What is the optimal approach for applying over the rows of an sf object?
Using the base apply does not seem to work out, since it does not like the geometry column.
Another option is to lapply or purrr::map over the output of st_geometry only, but of course this has limitations. One more convenient option is maybe to purrr::map over the output of split, however I think this might be slow for large objects, probably a lot of memory duplication.
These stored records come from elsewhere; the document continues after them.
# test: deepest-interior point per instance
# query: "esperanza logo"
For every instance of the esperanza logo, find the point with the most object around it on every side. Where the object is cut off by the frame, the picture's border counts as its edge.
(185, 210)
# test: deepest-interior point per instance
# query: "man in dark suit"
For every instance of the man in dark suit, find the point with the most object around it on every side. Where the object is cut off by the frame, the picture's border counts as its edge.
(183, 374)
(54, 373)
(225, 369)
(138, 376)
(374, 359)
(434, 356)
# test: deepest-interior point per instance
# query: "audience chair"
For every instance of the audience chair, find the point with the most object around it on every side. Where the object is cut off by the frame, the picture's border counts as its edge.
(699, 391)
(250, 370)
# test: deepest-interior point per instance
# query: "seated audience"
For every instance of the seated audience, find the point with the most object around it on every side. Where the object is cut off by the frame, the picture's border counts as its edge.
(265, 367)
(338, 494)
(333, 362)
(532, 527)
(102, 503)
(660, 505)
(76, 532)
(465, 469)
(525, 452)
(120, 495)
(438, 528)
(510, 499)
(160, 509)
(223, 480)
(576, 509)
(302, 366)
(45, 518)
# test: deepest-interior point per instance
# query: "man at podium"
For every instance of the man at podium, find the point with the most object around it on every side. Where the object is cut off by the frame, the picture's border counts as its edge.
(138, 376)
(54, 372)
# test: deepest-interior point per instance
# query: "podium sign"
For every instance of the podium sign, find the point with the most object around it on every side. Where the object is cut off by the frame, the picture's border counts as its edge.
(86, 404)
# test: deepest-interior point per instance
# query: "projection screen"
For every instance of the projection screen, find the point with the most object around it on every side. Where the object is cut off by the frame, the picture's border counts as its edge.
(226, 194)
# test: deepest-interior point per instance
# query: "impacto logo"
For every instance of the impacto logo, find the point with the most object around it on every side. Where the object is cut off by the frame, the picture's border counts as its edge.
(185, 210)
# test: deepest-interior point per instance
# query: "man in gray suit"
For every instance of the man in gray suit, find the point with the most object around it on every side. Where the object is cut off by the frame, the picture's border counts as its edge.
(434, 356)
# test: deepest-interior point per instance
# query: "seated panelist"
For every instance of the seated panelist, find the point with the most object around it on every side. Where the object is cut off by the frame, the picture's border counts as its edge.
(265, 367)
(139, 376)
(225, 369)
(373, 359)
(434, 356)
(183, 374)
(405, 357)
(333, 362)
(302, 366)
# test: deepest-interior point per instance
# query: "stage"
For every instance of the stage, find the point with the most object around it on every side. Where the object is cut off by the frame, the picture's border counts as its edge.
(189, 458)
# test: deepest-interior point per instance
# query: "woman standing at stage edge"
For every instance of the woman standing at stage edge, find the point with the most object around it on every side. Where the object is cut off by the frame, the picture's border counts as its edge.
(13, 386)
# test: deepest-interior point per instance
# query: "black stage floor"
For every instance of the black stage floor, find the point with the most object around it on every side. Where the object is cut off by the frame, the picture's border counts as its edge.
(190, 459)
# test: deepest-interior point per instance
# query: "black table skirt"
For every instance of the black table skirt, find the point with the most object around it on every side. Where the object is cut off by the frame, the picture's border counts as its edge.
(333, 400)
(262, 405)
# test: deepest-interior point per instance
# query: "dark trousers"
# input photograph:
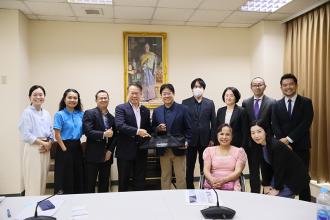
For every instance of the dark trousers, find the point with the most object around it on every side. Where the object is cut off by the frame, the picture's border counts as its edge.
(191, 161)
(254, 153)
(69, 168)
(132, 168)
(304, 155)
(100, 172)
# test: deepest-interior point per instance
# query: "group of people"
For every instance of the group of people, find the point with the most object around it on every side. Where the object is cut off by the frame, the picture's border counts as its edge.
(272, 135)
See these SO questions for examples and use-cases:
https://stackoverflow.com/questions/43694187/row-wise-operations-on-sf-objects
https://stackoverflow.com/questions/48505551/use-apply-with-a-simple-features-sf-function
Maybe a specific method would be nice?
Have you seen this? https://www.rstudio.com/resources/webinars/thinking-inside-the-box-you-can-do-that-inside-a-data-frame/ (I haven't watched it yet - I don't see this issue isolated sf, and I don't think R has a best-solution yet either, though maybe that vid has more)
For both examples, it looks to me as if the authors want to work on the geometry column only, which is quite trivial, but you want to loop over the rows of an sf object, i.e. also involve non-geometry attributes associated with each geometry in each function call? What is the use case?
@edzer Yes. Example use case which happened to me recently:
read in a dataset with stars, and perform statistic on N different regions (defined in an sf object: 1 row = 1 region) by subsetting the stars object, while keeping information on the region. Some code will explain it better: (something like this, but of course using a much more efficient apply loop, this is just for clarity)
s = read_stars(fn_s)
sf = st_read(fn_sf)
d = NULL
for (i in 1:nrow(sf)) {
sfi = sf[i,]
result = data.frame(
statistic=somefunction(s[sfi], sfi$flag),
region=sfi$region,
area=sfi$area,
smth=sfi$smth
)
d = rbind(d, result)
}
Yes, this can be done using lapply, or map, or something similar, but if just feels like a workaround.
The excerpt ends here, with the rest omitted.